Adding Front and Zone Masks

CaFFe’s regular structuring of the raw data makes it easy to retrieve the filepaths for the front and zone mask images — just replace “sar_images” with “fronts” (or “zones”) and tack an “_front” (or “_zones”) onto the end of the filename before the file extension. From there, we can use PIL.Image to open the mask images, and NumPy to convert them to arrays for usage in FiftyOne Segmentation labels. For simplicity, I’ve split the code into two functions, get_front(), and get_zones(), which we can use to retrieve and format the segmentation masks we will add to our samples:
## Fronts
def get_front(sample):
    split = sample.filepath.split("/")[-2]

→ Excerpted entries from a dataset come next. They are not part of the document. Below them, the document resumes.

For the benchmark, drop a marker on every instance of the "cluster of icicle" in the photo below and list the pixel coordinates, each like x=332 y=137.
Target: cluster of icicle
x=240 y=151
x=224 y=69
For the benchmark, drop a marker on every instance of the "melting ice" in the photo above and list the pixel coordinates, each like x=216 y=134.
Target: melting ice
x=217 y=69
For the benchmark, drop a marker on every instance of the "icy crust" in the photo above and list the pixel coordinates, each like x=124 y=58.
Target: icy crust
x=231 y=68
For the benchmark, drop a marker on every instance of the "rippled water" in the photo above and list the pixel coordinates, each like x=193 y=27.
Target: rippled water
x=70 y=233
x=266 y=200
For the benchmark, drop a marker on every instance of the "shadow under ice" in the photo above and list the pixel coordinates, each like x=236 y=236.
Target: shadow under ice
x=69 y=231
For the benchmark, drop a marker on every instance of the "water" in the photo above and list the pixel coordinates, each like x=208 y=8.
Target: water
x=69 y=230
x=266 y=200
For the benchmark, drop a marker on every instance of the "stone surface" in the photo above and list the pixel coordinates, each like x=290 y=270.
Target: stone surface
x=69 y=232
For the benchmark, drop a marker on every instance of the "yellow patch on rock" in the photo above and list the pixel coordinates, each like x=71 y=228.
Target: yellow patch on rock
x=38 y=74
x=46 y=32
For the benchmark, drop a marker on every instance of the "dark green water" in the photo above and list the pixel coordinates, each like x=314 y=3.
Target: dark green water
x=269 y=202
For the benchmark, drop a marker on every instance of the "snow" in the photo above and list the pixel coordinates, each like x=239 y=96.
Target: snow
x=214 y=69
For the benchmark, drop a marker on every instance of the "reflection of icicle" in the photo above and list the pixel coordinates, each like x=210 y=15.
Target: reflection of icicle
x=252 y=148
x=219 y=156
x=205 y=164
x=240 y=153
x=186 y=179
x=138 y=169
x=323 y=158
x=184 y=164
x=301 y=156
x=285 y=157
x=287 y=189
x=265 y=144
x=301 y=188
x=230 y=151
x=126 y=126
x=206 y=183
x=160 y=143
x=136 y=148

    filename = sample.filename
    front_filepath =f"data_raw/fronts/{split}/{filename.replace('.png','_front.png')}"
    front_mask = np.array(Image.open(front_filepath)) // 255
    return fo.Segmentation(mask = front_mask)
## Zones
def get_zones(sample):
    split = sample.filepath.split("/")[-2]
    filename = sample.filename
    zone_filepath = f"data_raw/zones/{split}/{filename.replace('.png', '_zones.png')}"
    zone_mask = np.array(Image.open(zone_filepath))
    return fo.Segmentation(mask = zone_mask)
Then we can iterate over our samples, adding these masks as front and zones fields, respectively, and automatically saving each sample as we go:
for sample in dataset.iter_samples(autosave=True, progress=True):
    sample["front"] = get_front(sample)
    sample["zones"] = get_zones(sample)
💡For ultimate efficiency, you can also add these masks in the initial sample creation so you don’t need to loop through the samples in the dataset.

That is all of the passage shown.